Startling Photos Capture Myanmar's $31 Billion Jade Mining Industry

A look at the jade-rich hills of Kachin, where everyone's digging for the single stone that will make them rich.

The rolling hills of Kachin state in northern Myanmar hold the finest jade in all the world. The best stones command hundreds of thousands of dollars per ounce, and mining companies scour the landscape in search of them. They leave behind great heaps of waste that scavengers pick through, hoping to find a rock that will change their lives.

“They all come with one dream to strike it rich,” says Minzayar Oo, who grew up in Myanmar and spent the past four years documenting the industry for his series The Price of Jade. “It’s a dream that only rarely comes true, but still for that they will push as hard as they can and risk everything.”

Myanmar produces nearly 70 percent of the world's jadeite. A ceasefire in a decades-long war against ethnic forces gave the government increased control of the jade mines in 1994. It awarded lucrative mining contracts to military leaders, their cronies and Chinese and Wa companies that extract some 30,000 tons---worth up to $31 billion---each year. That represents half of the country's gross domestic product, but very little of it reaches the people of Myanmar, 25 percent of whom live in extreme poverty. “The Burmese want an imperium where what’s mine is mine and what’s yours is mine,” says a US economist who works closely with officials in Myanmar and did not want to be named for fear of jeopardizing sensitive relationships. “They take over land. They take over resources, and don’t necessarily leave very much for the locals. And that’s not OK with the locals.”

When the National League for Democracy led by Aung San Suu Kyi assumed power last year, it placed a moratorium on issuing mining licenses until the government crafted a more equitable system for awarding them. Licensed miners redoubled their extraction efforts, and one company unearthed a 200-ton stone worth an estimated $170 million.

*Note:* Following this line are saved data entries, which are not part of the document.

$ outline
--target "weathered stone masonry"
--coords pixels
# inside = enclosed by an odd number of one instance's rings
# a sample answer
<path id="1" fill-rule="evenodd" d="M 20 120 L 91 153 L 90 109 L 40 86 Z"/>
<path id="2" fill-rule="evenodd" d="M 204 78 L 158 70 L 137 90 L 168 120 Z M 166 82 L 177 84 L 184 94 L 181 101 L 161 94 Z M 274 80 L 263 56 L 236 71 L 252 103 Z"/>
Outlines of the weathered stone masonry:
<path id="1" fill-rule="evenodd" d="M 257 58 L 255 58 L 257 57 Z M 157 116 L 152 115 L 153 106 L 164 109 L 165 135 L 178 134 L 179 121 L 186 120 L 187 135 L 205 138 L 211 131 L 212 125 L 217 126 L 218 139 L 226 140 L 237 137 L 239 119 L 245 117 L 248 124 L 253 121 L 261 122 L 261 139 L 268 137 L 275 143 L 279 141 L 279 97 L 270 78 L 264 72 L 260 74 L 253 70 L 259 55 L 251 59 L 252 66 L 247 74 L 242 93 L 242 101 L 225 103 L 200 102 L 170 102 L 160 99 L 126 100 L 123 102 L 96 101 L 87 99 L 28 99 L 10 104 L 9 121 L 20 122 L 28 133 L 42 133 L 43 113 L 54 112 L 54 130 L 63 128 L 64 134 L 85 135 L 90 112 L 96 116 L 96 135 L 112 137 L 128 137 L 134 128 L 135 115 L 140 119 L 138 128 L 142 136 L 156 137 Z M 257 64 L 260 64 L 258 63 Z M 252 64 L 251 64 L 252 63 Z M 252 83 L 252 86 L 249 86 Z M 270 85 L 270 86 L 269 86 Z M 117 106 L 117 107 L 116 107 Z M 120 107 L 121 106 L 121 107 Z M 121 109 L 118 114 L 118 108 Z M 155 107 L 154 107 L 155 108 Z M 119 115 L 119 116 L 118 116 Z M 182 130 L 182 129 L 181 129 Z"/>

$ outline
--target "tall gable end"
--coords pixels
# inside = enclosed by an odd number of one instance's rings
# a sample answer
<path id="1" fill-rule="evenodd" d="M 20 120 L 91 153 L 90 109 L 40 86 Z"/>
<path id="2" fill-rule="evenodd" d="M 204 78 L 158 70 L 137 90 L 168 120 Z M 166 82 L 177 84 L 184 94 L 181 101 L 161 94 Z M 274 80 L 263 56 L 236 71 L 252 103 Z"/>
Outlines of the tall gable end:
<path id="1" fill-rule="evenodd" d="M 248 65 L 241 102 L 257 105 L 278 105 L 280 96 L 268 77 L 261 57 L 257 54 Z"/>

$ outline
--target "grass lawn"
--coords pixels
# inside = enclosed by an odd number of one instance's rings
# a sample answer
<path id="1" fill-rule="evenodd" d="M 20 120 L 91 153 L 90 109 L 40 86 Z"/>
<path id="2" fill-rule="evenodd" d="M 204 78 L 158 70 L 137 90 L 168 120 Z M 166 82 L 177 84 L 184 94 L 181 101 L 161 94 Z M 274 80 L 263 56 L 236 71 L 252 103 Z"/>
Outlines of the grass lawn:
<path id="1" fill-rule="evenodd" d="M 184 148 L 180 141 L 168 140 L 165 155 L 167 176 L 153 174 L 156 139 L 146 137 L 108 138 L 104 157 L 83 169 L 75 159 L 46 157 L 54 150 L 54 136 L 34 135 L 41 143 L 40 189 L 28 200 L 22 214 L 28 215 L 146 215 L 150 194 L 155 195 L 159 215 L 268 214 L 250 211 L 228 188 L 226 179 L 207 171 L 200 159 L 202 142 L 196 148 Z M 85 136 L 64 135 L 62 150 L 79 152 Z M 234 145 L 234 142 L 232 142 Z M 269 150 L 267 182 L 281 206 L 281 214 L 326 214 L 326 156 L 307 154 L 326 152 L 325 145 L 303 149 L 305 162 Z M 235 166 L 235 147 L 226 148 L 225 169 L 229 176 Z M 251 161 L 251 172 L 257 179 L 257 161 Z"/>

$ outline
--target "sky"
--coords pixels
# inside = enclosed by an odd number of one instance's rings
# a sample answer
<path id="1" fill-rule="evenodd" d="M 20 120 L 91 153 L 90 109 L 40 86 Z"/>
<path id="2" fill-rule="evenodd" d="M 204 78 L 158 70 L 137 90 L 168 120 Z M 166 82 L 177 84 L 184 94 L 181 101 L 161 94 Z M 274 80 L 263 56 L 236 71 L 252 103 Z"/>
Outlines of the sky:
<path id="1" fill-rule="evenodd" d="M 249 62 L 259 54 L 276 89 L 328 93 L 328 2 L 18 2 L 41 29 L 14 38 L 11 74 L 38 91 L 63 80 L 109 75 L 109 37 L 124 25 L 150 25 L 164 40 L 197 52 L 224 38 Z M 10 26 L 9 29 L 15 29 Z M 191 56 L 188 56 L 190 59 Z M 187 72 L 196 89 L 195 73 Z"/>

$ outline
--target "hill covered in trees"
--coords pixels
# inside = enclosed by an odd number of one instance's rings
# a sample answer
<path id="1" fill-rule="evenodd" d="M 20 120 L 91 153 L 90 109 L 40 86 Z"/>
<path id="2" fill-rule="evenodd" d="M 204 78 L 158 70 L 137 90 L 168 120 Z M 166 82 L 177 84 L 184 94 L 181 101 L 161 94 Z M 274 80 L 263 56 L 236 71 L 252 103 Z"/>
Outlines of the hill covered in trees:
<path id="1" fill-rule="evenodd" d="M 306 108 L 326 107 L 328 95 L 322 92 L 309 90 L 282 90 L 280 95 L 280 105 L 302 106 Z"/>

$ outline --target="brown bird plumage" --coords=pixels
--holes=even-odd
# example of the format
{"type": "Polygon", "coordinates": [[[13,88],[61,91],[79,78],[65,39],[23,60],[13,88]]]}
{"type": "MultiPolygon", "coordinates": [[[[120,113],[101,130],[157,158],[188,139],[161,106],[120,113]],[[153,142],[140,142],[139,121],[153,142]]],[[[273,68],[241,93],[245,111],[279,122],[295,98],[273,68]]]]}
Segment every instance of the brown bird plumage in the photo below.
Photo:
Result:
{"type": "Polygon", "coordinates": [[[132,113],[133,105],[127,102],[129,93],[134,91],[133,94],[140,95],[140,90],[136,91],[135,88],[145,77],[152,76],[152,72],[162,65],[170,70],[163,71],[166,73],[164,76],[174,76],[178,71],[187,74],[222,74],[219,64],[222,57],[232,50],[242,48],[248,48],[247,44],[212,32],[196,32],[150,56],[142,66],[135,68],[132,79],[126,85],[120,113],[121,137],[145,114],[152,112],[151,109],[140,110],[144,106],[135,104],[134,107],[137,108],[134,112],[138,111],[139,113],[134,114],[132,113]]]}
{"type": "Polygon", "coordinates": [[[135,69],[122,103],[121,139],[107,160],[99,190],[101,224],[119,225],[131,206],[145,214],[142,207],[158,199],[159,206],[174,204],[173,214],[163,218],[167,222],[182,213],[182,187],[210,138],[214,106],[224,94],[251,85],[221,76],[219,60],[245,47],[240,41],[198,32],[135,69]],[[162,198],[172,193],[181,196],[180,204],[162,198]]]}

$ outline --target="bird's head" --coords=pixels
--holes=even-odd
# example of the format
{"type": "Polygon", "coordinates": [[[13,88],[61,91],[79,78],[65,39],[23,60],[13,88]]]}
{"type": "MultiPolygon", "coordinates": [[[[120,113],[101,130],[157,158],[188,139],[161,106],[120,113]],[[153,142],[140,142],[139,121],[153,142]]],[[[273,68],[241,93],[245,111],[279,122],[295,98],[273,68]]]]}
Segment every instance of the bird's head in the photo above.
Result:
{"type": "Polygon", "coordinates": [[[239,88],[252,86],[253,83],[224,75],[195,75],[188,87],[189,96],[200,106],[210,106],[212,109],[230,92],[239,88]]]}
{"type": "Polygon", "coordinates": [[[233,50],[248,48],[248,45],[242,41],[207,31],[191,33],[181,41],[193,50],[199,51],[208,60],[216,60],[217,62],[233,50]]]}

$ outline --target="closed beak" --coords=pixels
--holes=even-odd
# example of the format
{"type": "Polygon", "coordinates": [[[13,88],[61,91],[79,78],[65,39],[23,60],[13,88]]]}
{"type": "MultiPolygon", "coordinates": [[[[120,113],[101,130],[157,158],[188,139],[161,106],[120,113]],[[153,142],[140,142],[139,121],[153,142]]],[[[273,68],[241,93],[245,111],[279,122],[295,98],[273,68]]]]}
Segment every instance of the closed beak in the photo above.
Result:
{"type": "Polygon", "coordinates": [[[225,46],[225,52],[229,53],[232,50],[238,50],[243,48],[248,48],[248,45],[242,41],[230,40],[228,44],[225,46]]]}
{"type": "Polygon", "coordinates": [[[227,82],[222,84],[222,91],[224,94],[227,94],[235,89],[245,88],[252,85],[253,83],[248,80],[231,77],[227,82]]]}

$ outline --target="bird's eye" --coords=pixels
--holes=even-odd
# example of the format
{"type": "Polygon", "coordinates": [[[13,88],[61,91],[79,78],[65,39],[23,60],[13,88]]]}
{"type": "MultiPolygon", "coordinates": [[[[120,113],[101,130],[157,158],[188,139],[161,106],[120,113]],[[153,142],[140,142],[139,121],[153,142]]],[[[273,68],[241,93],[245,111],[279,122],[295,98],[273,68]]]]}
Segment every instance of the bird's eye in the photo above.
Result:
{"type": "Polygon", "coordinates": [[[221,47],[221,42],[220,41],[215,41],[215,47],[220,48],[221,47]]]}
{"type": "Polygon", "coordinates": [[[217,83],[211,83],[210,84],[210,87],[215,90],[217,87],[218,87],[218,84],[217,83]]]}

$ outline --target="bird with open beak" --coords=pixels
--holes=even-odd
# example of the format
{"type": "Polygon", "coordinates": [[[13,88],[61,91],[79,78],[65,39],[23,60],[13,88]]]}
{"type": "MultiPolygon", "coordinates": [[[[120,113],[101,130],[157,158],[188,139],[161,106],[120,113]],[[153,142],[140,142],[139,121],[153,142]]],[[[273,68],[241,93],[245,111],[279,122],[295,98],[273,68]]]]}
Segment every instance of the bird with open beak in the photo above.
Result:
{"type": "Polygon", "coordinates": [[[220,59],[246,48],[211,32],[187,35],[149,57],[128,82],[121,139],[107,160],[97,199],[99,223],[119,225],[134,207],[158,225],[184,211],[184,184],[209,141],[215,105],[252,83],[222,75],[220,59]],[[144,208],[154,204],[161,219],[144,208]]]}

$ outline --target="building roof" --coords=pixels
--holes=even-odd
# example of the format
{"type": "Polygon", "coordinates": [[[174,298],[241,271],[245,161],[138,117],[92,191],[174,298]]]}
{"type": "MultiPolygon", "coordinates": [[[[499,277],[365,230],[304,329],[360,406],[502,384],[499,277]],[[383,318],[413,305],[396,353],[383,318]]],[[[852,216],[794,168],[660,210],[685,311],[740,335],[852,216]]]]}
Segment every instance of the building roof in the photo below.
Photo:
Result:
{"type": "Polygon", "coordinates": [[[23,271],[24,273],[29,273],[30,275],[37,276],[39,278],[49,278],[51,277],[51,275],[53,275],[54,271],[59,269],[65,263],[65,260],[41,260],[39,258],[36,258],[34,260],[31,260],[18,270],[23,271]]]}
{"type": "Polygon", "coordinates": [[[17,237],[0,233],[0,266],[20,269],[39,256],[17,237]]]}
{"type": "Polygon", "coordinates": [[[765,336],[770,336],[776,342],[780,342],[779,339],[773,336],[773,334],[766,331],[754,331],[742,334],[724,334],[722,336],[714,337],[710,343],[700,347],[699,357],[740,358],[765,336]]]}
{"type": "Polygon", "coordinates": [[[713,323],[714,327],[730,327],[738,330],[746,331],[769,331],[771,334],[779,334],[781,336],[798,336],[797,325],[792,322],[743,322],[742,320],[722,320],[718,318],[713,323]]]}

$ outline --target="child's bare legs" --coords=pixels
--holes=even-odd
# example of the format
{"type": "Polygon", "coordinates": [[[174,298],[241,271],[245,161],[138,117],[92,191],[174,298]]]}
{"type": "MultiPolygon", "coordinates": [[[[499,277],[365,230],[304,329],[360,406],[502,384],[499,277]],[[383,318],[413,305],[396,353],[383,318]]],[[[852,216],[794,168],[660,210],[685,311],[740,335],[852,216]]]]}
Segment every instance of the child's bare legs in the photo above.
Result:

Oo grew up in Yangon in southern Myanmar, and first visited the mines four years ago on assignment with Reuters. The pockmarked, lunar landscape shocked him, as did the miners clinging, pick in hand, to steep hillsides. "Only later did I realize that these are huge piles of waste," he says. "They’re not natural at all. It’s all manmade." Oo returned to Kachin five times with support from Global Witness and the Natural Resource Governance Institute.

He focused on the illegal miners, who work alone or in small teams run by a local boss. They squat on vacant mining sites or sift through enormous waste piles at all hours. They work under the constant threat of landslides and raids from soldiers guarding the sites. Many of them shoot heroin, which is cheap and easily available. “It's widely accepted in Kachin state that wherever there is a mine, there is also a drug place," he says. "You see people in the early morning half-asleep, walking around with needles in their arms, or eating noodles with a syringe on their ear, just like you'd put a cigarette." *The Price of Jade *is a stunning window into that world.

Global Witness's short film Jade and the Generals, filmed by Minzayar Oo, is released today.